The scale of the casualties has overwhelmed the medical facilities in the town. Doctors from nearby Najaf and Karbala have been rushed to Hilla. The spokesman for Iraq's Red Crescent Society was quoted as saying the agency was also sending medicines and doctors to the town. The death toll could rise because many of the inured were in a serious condition.

Hectic parleys

The bombing comes amid hectic parleys among Shias, who are looking for political partners to form a government following the January 30 national elections.

A delegation from the United Iraqi Alliance (UIA), the coalition of religious Shia parties that won 140 seats in the Iraqi Parliament, visited the top Shia spiritual leader, Grand Ayatollah Ali Sistani, at his home in Najaf on Sunday. Hussein Shahristani, a member of the delegation said later that "The basic advice that Sayed Sistani gave was that action should be taken to include all Iraqis in the political process."

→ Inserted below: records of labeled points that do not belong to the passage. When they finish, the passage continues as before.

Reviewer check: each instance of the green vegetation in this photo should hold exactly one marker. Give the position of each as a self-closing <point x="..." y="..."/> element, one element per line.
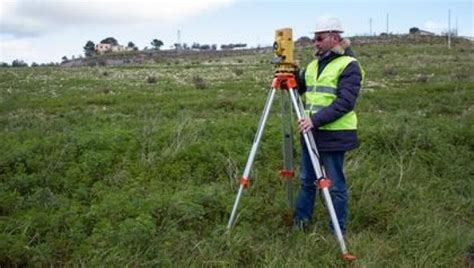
<point x="139" y="165"/>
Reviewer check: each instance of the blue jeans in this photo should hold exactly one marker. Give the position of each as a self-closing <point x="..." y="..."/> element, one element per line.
<point x="333" y="163"/>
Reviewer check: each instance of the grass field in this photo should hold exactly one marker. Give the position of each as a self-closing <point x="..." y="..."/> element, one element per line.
<point x="139" y="165"/>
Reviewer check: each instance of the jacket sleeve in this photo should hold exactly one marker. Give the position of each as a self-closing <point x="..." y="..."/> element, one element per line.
<point x="347" y="91"/>
<point x="300" y="81"/>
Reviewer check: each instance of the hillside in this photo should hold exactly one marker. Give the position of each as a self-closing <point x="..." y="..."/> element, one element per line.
<point x="138" y="165"/>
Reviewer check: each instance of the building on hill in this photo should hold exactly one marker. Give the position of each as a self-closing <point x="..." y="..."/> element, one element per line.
<point x="102" y="48"/>
<point x="417" y="31"/>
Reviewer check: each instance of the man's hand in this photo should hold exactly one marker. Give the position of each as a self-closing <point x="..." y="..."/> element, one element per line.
<point x="305" y="124"/>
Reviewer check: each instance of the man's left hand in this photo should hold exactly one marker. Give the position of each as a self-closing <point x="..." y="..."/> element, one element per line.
<point x="305" y="124"/>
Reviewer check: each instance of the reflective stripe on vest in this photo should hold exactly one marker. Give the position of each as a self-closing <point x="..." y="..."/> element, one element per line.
<point x="312" y="109"/>
<point x="322" y="90"/>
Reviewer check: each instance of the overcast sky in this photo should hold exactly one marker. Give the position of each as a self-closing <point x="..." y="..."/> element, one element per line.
<point x="46" y="30"/>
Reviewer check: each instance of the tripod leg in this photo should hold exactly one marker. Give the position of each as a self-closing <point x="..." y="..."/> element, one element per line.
<point x="320" y="174"/>
<point x="287" y="136"/>
<point x="245" y="177"/>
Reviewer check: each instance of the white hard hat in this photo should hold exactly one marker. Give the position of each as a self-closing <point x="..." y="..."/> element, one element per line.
<point x="328" y="25"/>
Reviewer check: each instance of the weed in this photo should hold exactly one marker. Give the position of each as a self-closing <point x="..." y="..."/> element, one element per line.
<point x="151" y="79"/>
<point x="199" y="82"/>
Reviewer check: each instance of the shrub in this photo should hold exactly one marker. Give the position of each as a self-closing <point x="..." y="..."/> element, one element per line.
<point x="151" y="79"/>
<point x="199" y="82"/>
<point x="238" y="72"/>
<point x="388" y="69"/>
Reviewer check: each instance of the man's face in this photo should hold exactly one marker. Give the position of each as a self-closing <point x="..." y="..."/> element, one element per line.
<point x="323" y="42"/>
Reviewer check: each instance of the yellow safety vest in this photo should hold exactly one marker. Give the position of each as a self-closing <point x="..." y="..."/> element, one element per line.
<point x="321" y="91"/>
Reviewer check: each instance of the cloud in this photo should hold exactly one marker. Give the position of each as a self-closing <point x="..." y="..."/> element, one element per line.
<point x="21" y="18"/>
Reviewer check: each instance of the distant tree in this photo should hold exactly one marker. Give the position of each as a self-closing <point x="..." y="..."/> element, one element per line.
<point x="89" y="49"/>
<point x="414" y="30"/>
<point x="195" y="46"/>
<point x="19" y="63"/>
<point x="132" y="46"/>
<point x="156" y="44"/>
<point x="110" y="40"/>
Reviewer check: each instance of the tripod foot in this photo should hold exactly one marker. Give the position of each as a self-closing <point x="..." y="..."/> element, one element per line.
<point x="348" y="257"/>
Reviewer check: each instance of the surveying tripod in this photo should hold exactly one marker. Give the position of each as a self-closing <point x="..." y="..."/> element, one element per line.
<point x="285" y="81"/>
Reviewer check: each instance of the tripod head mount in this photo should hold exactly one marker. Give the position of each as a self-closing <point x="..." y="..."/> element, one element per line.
<point x="283" y="48"/>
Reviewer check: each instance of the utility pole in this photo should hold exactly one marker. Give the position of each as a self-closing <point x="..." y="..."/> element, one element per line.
<point x="370" y="26"/>
<point x="456" y="27"/>
<point x="449" y="28"/>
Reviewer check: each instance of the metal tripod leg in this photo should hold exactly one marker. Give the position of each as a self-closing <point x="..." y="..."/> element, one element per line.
<point x="245" y="177"/>
<point x="313" y="153"/>
<point x="287" y="138"/>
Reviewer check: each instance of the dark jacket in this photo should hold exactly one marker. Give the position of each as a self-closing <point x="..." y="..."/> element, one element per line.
<point x="347" y="91"/>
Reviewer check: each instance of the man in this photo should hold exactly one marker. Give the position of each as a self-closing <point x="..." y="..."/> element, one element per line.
<point x="329" y="87"/>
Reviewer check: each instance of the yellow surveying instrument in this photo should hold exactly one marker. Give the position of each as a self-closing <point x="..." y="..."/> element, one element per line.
<point x="283" y="48"/>
<point x="285" y="81"/>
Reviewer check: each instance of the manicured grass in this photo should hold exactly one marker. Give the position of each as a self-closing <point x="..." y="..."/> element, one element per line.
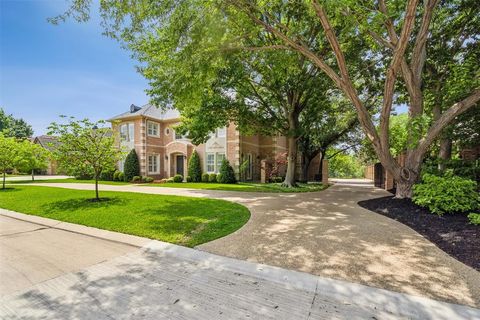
<point x="243" y="186"/>
<point x="182" y="220"/>
<point x="68" y="180"/>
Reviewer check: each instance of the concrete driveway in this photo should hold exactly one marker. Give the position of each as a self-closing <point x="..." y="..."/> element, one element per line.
<point x="327" y="234"/>
<point x="75" y="272"/>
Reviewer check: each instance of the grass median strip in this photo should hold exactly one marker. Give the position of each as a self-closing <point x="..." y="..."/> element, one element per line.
<point x="181" y="220"/>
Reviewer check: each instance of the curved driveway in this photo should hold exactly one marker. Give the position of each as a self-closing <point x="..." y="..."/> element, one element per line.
<point x="326" y="233"/>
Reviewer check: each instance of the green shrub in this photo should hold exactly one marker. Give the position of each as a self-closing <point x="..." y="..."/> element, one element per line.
<point x="107" y="175"/>
<point x="121" y="176"/>
<point x="446" y="194"/>
<point x="148" y="179"/>
<point x="195" y="167"/>
<point x="205" y="177"/>
<point x="212" y="177"/>
<point x="474" y="218"/>
<point x="132" y="166"/>
<point x="227" y="173"/>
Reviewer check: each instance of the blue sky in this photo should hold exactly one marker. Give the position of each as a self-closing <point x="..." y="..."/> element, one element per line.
<point x="70" y="69"/>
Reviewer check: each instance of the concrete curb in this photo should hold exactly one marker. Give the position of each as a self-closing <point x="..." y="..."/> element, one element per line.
<point x="76" y="228"/>
<point x="389" y="302"/>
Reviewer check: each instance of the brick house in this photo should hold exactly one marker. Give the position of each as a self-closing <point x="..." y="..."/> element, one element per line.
<point x="163" y="153"/>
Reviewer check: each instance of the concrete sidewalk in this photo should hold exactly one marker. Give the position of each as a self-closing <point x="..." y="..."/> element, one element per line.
<point x="165" y="281"/>
<point x="327" y="234"/>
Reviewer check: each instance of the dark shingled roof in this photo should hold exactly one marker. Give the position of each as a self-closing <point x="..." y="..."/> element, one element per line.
<point x="150" y="111"/>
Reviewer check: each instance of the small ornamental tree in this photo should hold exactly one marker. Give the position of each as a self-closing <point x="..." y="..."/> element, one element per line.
<point x="8" y="153"/>
<point x="227" y="175"/>
<point x="84" y="145"/>
<point x="132" y="166"/>
<point x="195" y="168"/>
<point x="31" y="157"/>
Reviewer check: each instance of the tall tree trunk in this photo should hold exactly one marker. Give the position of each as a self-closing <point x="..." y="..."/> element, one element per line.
<point x="289" y="181"/>
<point x="305" y="165"/>
<point x="445" y="153"/>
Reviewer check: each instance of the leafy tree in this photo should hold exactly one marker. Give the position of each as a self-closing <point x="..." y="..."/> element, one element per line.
<point x="9" y="150"/>
<point x="13" y="127"/>
<point x="226" y="175"/>
<point x="132" y="166"/>
<point x="31" y="157"/>
<point x="85" y="146"/>
<point x="195" y="167"/>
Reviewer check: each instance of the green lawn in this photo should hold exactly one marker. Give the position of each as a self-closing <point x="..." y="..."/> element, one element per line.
<point x="243" y="186"/>
<point x="182" y="220"/>
<point x="68" y="180"/>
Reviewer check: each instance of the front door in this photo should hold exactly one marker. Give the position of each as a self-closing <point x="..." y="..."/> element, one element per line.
<point x="180" y="164"/>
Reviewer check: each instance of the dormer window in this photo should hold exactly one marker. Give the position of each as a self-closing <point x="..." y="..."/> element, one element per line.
<point x="153" y="129"/>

Unlike the Shias, most Sunni groups boycotted the polls, and their marginalisation could undermine the credibility of the new constitution that the elected assembly will write.

Syria reportedly handed over Sabawi Ibrahim al-Hasan al-Tikriti, former Iraqi President Saddam Hussein's wanted half-brother.

The Reuters news agency quoted a "senior government official" as saying,

"The Syrian authorities, because of the tremendous pressure on them, did something about Ibrahim." Many western governments and Israel have intensified pressure on Syria to withdraw its 14,000 troops from Lebanon following the assassination of former Lebanese Prime Minister, Rafik Hariri, earlier this month.